Putting your Stan model and data into a Jupyter notebook lets your audience work through your analysis step by step. The challenge in a demo, talk, or classroom situation is getting everyone in the room on the same page when that page is your presentation notebook and you want it to display properly and be runnable from their browser. Unfortunately, the law of conservation of energy mandates that the easier things are for your audience, the harder they are for you.
This report takes you through the tedious details of setting up a Jupyter Notebook so that anyone with a modern web browser and a Google account can run your Stan analysis with Google Colaboratory free cloud servers, with plenty of screenshots and technical details. Inasmuch as clouds are always moving and changing, I’ve titled this report “cloud-compute-2020”. While the screenshots may have a sell-by date of Q3 2020, the challenges will remain.
Simplicity and modularity: these packages wrap CmdStan and just provide functions to compile models, do inference, and assemble and save the results; other packages are needed for downstream analysis
Keep up with Stan releases: these interfaces can use any (recent) version of CmdStan, including the current release, Stan 2.23.
Quick and easy installation: minimal dependencies with other packages and no direct calls to C++.
Flexible licensing: BSD-3.
A Jupyter notebook consists of blocks of markdown text interleaved with blocks of statements which unifies the exposition of ideas and arguments with the necessary supporting data, computation, and visualizations. The three core programming languages supported are Julia, Python, and R, hence the name, Ju-Pyt-R. In order to author a Jupyter notebook on your machine, you need a local install of both Python and Jupyter, as outlined in the Jupyter installation instructions. Once the Jupyter server is running, you can then run existing notebooks and create new notebooks via your favorite web browser.
A notebook document is a JSON file with suffix
.ipynb which contains a list of cells, one cell per content block (code, text or image), and a dictionary of metadata which specifies the kernel used to run the notebook, here, either R or Python. When viewed in a browser, the notebook is displayed as an HTML page where the contents of the text cells are rendered by default while the code cells are displayed with controls which allow them to be executed independently. Additional controls allow you to create, edit, and publish notebooks as HTML or pdf documents.
By distributing an
ipynb notebook file together with your Stan model and data, your audience can replicate your analysis on their machine. But in order to do this, they must have a local install of the Jupyter notebook server or other IDE that can run the notebook. This is not always possible; they might not have have enough permissions to install software on their computer or their machine might not have enough memory or a powerful enough CPU to run Stan. You could give them access to your machine by running a Jupyter notebook server for single-user access or JupyterHub server for multiple-user access, but this requires bandwidth, compute power, and careful attention to security.
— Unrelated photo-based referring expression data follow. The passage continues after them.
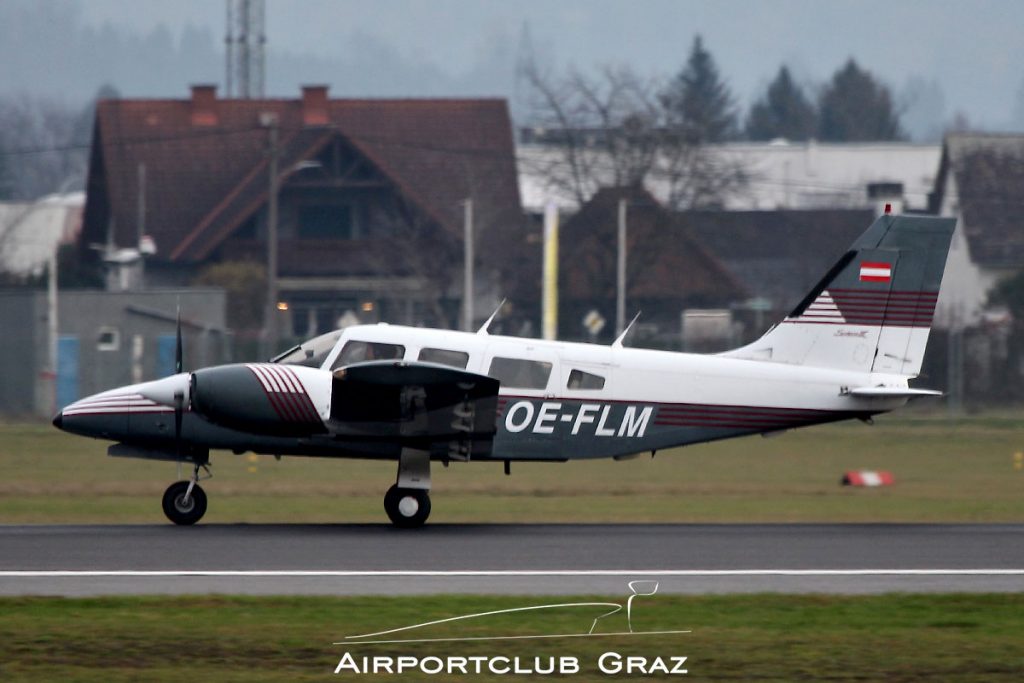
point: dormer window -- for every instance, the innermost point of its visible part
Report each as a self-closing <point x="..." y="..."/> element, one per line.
<point x="327" y="221"/>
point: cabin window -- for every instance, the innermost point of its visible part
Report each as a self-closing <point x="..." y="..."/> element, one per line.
<point x="582" y="380"/>
<point x="519" y="373"/>
<point x="327" y="221"/>
<point x="444" y="357"/>
<point x="356" y="351"/>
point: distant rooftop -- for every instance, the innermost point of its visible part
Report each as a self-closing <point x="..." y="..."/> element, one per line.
<point x="782" y="174"/>
<point x="30" y="231"/>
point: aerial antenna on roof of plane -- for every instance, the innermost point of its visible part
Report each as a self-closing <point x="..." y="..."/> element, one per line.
<point x="486" y="324"/>
<point x="619" y="342"/>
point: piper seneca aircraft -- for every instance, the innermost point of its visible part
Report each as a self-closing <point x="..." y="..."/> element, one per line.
<point x="417" y="395"/>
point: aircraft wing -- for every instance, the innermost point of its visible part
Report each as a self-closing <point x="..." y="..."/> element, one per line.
<point x="891" y="392"/>
<point x="446" y="411"/>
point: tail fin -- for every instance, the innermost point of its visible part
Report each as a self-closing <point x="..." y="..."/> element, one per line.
<point x="872" y="310"/>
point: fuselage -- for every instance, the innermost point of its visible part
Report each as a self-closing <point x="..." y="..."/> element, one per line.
<point x="558" y="400"/>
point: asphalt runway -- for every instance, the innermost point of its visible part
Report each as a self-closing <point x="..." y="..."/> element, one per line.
<point x="509" y="558"/>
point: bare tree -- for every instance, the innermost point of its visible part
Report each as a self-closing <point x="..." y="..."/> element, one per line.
<point x="616" y="129"/>
<point x="39" y="154"/>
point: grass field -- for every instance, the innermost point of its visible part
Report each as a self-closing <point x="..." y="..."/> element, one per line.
<point x="765" y="638"/>
<point x="946" y="470"/>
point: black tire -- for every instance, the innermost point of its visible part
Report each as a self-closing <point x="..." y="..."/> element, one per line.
<point x="174" y="506"/>
<point x="407" y="508"/>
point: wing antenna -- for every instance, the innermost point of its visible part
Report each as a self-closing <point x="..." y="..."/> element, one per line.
<point x="619" y="342"/>
<point x="483" y="328"/>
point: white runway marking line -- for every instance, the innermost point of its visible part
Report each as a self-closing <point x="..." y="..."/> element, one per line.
<point x="384" y="573"/>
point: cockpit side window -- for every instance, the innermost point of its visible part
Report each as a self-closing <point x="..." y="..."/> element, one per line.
<point x="359" y="351"/>
<point x="519" y="373"/>
<point x="581" y="380"/>
<point x="311" y="352"/>
<point x="444" y="356"/>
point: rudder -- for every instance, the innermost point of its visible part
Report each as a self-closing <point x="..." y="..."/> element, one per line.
<point x="873" y="309"/>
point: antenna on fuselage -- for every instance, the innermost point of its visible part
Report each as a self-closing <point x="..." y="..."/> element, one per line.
<point x="619" y="342"/>
<point x="483" y="328"/>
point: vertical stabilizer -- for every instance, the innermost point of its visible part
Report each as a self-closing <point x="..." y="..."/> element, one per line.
<point x="873" y="309"/>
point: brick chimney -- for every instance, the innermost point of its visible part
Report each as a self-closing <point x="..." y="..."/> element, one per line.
<point x="314" y="104"/>
<point x="204" y="105"/>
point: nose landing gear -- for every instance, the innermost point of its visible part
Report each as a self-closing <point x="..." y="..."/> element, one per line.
<point x="408" y="502"/>
<point x="184" y="502"/>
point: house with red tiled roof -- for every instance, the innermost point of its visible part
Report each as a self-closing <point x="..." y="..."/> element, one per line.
<point x="371" y="196"/>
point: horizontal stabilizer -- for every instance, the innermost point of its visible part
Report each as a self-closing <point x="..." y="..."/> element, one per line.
<point x="891" y="392"/>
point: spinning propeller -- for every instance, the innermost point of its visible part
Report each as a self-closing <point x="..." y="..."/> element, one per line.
<point x="179" y="393"/>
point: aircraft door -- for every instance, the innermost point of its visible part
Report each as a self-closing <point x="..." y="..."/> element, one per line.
<point x="531" y="421"/>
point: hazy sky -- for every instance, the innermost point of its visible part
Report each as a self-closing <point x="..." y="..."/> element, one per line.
<point x="973" y="50"/>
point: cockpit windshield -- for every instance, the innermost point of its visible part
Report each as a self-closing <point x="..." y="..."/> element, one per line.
<point x="311" y="352"/>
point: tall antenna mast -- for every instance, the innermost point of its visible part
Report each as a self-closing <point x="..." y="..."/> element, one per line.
<point x="229" y="51"/>
<point x="246" y="48"/>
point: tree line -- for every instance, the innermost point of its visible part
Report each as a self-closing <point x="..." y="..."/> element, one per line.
<point x="615" y="127"/>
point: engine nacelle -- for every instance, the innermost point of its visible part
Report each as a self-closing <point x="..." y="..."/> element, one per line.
<point x="263" y="398"/>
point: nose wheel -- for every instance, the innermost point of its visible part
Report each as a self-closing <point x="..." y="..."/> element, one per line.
<point x="407" y="508"/>
<point x="184" y="502"/>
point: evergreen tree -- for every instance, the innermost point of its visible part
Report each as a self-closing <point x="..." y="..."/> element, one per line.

Regarding security, here’s some wisdom from the Jupyter blog, (emphasis added)
It is important to keep in mind that, since arbitrary code execution is the main point of IPython and Jupyter, running a publicly accessible server without authentication or encryption is a very bad idea indeed.
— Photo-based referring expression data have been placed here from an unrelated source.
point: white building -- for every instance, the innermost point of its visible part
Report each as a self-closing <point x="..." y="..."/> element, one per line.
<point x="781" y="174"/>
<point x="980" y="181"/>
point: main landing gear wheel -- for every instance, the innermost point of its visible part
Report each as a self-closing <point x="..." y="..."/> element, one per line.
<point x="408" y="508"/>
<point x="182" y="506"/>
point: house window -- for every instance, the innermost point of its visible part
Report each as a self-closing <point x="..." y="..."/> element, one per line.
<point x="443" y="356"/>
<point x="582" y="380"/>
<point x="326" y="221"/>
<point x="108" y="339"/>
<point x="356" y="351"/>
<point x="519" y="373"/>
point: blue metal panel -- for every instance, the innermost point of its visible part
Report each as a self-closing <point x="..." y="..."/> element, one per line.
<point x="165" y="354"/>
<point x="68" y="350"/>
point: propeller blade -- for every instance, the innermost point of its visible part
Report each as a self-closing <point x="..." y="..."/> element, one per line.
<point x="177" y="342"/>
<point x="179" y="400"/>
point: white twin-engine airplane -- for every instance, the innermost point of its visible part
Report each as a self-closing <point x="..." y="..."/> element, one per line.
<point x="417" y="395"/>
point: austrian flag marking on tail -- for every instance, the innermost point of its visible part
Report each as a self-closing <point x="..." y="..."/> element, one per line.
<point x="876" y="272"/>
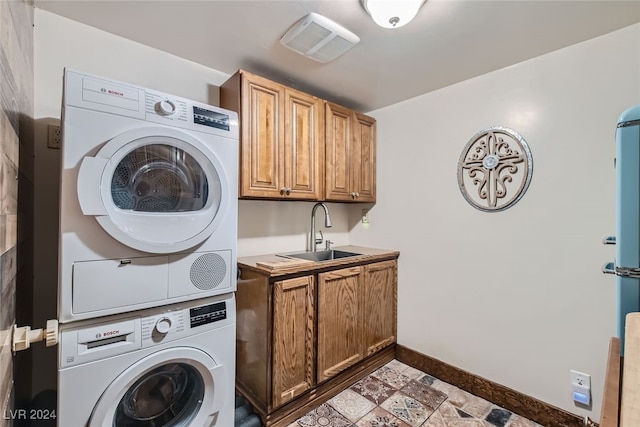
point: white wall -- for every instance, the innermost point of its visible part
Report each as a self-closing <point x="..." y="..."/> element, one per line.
<point x="263" y="227"/>
<point x="517" y="297"/>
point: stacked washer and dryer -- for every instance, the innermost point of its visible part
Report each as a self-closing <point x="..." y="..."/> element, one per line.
<point x="147" y="258"/>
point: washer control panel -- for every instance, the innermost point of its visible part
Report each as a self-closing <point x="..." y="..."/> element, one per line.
<point x="172" y="325"/>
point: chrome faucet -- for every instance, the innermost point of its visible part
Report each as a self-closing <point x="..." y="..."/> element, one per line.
<point x="327" y="223"/>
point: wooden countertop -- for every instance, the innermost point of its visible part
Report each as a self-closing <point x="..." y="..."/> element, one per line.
<point x="629" y="402"/>
<point x="276" y="265"/>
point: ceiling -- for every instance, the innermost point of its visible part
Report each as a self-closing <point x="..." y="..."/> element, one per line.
<point x="449" y="41"/>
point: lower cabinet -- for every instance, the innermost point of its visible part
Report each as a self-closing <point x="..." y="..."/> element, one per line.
<point x="293" y="338"/>
<point x="339" y="321"/>
<point x="296" y="335"/>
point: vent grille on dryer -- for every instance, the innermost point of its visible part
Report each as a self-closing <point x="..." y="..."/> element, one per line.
<point x="208" y="271"/>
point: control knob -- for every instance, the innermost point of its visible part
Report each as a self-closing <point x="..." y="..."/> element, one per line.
<point x="163" y="325"/>
<point x="166" y="107"/>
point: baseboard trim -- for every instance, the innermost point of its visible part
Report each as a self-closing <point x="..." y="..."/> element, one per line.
<point x="516" y="402"/>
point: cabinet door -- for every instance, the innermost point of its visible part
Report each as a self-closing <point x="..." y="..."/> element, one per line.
<point x="379" y="311"/>
<point x="338" y="136"/>
<point x="293" y="332"/>
<point x="363" y="159"/>
<point x="304" y="145"/>
<point x="339" y="321"/>
<point x="262" y="144"/>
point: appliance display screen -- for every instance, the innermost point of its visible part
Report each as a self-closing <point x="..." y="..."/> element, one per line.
<point x="208" y="314"/>
<point x="210" y="118"/>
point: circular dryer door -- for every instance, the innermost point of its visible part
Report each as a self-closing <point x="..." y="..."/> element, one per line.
<point x="157" y="190"/>
<point x="170" y="388"/>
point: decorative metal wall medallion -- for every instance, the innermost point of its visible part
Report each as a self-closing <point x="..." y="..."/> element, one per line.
<point x="495" y="169"/>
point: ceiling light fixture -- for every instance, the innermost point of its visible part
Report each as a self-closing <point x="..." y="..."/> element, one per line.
<point x="392" y="13"/>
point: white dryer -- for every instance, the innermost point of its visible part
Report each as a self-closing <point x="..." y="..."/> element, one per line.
<point x="148" y="208"/>
<point x="167" y="366"/>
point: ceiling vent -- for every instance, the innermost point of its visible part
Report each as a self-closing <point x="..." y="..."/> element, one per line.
<point x="319" y="38"/>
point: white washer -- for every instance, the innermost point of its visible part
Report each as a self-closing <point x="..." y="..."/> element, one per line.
<point x="148" y="208"/>
<point x="167" y="366"/>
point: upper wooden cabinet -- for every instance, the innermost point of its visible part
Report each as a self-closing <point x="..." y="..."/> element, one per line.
<point x="281" y="138"/>
<point x="296" y="146"/>
<point x="350" y="140"/>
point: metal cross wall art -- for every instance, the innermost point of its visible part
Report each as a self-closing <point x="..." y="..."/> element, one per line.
<point x="495" y="169"/>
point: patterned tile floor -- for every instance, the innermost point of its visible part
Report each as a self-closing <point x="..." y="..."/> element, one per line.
<point x="398" y="395"/>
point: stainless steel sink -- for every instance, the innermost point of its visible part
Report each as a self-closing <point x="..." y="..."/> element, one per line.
<point x="323" y="255"/>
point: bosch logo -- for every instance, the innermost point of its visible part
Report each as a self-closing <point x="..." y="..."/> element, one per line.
<point x="111" y="92"/>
Hence the need for Jupyter servers in the cloud: many instances of someone else’s server where the audience can run your notebook.
It is a truth, universally acknowledged, that there ain’t no such thing as a free lunch. Nonetheless, as of 2020, Google is providing free email via Gmail, free file storage via Google Drive, and free Jupyter notebook servers via Google Colab. To use these services, you must sign up for a Google account. The Colab server instances are limited, as is the amount of storage on your Google Drive, and should you use Gmail, Google examines all messages and serves ads accordingly; there ain’t no such thing as a free lunch, Q.E.D.
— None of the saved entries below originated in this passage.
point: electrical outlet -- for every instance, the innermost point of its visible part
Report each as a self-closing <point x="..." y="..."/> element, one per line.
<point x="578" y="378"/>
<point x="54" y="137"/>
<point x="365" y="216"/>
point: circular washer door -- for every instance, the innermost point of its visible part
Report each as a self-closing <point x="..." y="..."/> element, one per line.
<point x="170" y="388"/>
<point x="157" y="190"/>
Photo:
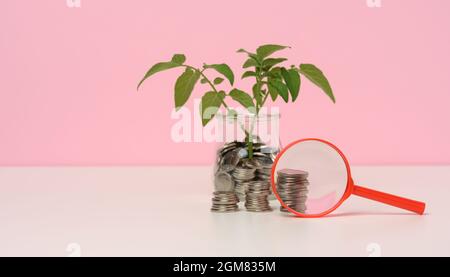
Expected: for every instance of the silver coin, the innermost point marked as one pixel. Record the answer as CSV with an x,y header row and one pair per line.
x,y
223,182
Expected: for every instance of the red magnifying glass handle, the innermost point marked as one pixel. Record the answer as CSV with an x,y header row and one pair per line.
x,y
393,200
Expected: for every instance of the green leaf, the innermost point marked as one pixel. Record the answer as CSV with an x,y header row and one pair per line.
x,y
281,88
248,74
218,81
184,86
257,93
272,91
266,50
210,104
243,98
249,63
268,63
292,80
223,69
317,77
179,59
250,54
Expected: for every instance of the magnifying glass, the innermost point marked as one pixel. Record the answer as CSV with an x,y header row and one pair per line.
x,y
311,178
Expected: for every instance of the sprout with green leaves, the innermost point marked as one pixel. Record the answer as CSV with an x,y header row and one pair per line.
x,y
272,80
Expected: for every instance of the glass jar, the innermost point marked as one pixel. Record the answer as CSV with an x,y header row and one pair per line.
x,y
248,145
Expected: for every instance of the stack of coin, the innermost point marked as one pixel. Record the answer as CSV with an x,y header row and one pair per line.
x,y
241,189
256,196
225,201
292,187
242,174
233,163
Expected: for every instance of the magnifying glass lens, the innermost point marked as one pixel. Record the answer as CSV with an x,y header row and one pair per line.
x,y
310,177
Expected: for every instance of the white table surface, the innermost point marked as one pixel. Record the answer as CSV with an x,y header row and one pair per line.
x,y
165,211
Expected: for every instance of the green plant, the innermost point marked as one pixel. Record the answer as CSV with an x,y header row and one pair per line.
x,y
271,81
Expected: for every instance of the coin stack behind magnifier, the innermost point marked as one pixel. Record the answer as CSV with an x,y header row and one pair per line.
x,y
292,187
225,199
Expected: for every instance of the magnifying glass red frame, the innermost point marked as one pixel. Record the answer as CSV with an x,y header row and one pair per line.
x,y
351,189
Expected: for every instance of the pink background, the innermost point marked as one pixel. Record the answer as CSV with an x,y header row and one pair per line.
x,y
68,76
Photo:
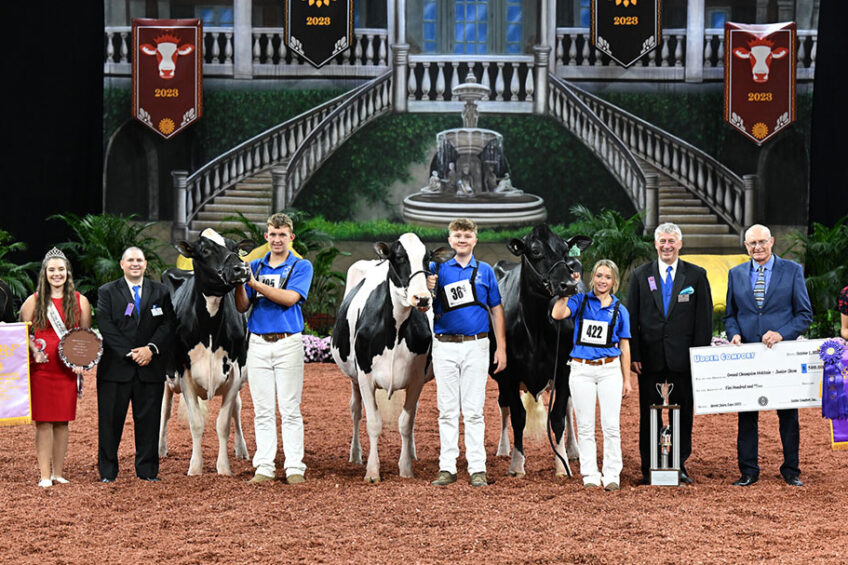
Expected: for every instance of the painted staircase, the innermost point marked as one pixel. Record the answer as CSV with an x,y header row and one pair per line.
x,y
252,197
703,230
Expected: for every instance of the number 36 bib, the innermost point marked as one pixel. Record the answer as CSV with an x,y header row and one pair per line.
x,y
460,294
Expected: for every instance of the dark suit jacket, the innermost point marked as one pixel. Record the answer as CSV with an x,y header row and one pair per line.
x,y
659,341
121,333
786,308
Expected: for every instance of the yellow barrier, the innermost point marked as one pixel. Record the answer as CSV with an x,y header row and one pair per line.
x,y
717,267
185,263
Google Colaboratory, nicknamed Colab, is a free Jupyter notebook environment that runs in the cloud, i.e., on remote Google servers. Google makes no promises about VM availability or resources, (see https://research.google.com/colaboratory/faq.html), however you can inspect the virtual machine instance that a notebook is running on via system commands. To see how this works, I created a notebook called
show_VM_specs.ipynb which is stored on my Google Drive in a folder called ‘Colab_Notebooks’. In order to run this notebook, I can either open it with Google Colab or download it and run it locally.